Finalement, quelles leçons Claude tire-t-il de ce voyage à travers des continents et des cultures variées ? La première est encourageante : « Globalement, les gens sont sympathiques et bienveillants, l’accueil a été partout positif. Il suffit de demander de l’aide, et souvent on est récompensé. Les nombreux problèmes techniques rencontrés en sont le reflet : j’ai cassé ma remorque plusieurs fois et j’ai toujours été secouru par des personnes prêtes à remorquer, réparer, souder sans compter leur peine. »

Une autre leçon est de s’alléger, tant physiquement que mentalement : « J’avais des craintes en me lançant et je les ai traînées au départ. J’ai découvert qu’elles étaient souvent infondées, et je m’en suis débarrassé au fur et à mesure. Un peu comme mes bagages, d’ailleurs : j’avais préparé 160 kilos, je suis parti avec 120 et je suis arrivé à Shanghai avec 90. »

Il s’agit aussi de faire confiance aux autres mais aussi à soi-même : « J’ai surmonté mes peurs d’échouer en oubliant le but final, me concentrant sur le jour suivant. Vivre l’instant présent est ce qu’apporte le voyage, mais cela peut aussi servir au quotidien. »

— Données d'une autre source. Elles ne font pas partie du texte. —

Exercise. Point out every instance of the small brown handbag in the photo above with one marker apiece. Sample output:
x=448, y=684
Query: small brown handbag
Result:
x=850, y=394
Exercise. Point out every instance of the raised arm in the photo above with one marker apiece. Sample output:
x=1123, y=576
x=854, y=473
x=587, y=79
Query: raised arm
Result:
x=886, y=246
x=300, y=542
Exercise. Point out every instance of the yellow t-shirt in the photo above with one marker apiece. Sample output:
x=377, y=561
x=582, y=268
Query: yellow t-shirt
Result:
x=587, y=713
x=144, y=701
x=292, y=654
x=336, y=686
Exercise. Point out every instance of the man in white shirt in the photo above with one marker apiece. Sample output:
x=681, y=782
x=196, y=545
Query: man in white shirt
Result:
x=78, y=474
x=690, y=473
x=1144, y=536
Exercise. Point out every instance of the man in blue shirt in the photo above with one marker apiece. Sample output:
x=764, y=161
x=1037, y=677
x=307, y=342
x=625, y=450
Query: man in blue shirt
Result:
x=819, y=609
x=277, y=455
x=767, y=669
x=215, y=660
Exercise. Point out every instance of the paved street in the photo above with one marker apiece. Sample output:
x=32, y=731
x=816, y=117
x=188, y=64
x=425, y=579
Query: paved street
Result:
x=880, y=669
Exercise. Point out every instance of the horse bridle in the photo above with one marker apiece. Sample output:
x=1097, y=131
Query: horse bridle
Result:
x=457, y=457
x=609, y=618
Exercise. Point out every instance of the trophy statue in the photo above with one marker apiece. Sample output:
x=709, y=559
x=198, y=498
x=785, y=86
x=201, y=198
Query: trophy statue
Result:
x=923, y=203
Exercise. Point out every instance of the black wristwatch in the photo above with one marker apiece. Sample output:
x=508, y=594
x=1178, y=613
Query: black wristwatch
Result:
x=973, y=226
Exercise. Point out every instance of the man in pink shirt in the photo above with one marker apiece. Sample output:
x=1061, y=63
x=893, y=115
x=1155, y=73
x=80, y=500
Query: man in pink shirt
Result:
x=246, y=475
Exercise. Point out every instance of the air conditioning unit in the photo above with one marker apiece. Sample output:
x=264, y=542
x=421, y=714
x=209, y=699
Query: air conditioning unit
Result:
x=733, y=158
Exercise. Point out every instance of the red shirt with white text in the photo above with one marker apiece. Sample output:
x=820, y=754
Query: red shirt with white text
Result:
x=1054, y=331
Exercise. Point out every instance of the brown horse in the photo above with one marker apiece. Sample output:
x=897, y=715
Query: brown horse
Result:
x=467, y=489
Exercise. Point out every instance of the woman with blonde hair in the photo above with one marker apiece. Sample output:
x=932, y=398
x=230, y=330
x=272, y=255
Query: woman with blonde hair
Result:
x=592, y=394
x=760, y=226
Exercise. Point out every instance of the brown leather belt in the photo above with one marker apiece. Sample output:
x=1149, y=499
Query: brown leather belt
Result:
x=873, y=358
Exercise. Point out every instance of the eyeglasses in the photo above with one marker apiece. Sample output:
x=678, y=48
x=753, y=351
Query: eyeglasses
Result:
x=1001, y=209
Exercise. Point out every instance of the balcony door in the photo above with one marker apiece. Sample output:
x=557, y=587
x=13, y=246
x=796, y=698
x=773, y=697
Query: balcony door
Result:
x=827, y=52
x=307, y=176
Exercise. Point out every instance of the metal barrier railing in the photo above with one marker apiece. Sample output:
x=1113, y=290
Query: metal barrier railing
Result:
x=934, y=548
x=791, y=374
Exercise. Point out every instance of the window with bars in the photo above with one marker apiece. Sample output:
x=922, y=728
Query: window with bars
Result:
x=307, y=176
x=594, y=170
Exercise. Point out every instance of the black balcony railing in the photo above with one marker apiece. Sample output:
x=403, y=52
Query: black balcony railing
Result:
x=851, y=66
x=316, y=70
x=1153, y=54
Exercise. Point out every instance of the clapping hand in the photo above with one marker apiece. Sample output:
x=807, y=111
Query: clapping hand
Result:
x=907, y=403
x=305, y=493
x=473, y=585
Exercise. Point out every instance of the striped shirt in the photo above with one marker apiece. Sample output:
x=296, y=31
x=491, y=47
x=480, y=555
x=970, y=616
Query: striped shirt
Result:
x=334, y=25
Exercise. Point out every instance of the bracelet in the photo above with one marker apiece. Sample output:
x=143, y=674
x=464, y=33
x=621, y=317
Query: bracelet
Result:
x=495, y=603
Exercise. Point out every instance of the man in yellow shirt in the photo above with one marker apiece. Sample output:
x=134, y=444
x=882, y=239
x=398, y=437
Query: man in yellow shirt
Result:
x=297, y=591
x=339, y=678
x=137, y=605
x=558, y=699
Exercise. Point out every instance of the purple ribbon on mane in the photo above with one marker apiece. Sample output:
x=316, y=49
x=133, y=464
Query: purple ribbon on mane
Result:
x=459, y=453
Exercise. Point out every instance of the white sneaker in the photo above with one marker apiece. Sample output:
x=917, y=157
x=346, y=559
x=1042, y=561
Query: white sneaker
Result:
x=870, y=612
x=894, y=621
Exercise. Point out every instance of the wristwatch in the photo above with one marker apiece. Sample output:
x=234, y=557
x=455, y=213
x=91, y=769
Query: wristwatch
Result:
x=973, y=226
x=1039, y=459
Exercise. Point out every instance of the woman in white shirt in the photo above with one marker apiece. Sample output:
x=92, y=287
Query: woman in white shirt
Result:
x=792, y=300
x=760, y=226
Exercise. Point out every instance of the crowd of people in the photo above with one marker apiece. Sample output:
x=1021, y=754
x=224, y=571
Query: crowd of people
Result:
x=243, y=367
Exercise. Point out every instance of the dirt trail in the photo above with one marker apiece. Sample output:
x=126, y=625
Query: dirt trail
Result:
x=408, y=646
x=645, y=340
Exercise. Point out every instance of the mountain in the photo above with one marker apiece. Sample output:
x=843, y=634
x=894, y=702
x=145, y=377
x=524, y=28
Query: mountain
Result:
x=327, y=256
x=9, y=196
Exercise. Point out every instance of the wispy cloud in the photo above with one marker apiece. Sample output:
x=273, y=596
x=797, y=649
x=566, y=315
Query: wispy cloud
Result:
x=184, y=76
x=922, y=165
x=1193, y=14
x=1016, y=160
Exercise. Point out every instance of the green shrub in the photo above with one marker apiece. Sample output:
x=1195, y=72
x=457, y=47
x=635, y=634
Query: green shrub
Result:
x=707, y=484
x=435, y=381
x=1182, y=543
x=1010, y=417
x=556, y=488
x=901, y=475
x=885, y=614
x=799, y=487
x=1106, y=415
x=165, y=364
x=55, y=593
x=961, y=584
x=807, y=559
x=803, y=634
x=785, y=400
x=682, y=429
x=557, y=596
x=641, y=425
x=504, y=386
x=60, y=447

Ce voyage avait aussi une dimension solidaire pour Claude, qui a pédalé pour financer deux projets liés à une maladie qu’il connaît bien : « J’ai eu la chance de faire ce périple après mon cancer de la prostate et ma chirurgie il y a un an. Je souhaitais partager mon expérience et donner de l’espoir à d’autres. »

Claude a ainsi soutenu Re-Source, une structure d’accompagnement pour les personnes touchées par le cancer, afin de développer un projet ciblant les hommes : « Les hommes sont rares à fréquenter l’association, ils se confient moins que les femmes. Nous voulons les inciter à venir échanger leur vécu et à poser toutes leurs questions sur les cancers masculins. »

Il a également établi des partenariats pour « Les 100 km au-delà », qui offre à 100 femmes ayant vécu un cancer du sein l’opportunité de participer à un trek de 100 kilomètres pour les aider à se réinsérer.

À ce jour, Claude a déjà récolté 23.000 euros, avec l’espoir d’atteindre 30.000 euros par le biais d’une projection du documentaire en cours de réalisation. Il compte aussi intervenir dans des écoles pour sensibiliser davantage : « On peut toujours contribuer via la Fondation Roi Baudouin en soutenant le projet. »

En somme, même de retour chez lui, Claude Brouir ne cesse de déployer une énergie et conviction qui forcent le respect et inspirent tous ceux qui cherchent à se remettre en action, avec la conviction que l’activité physique est essentielle pour la santé, tant en prévention qu’en réhabilitation après une maladie.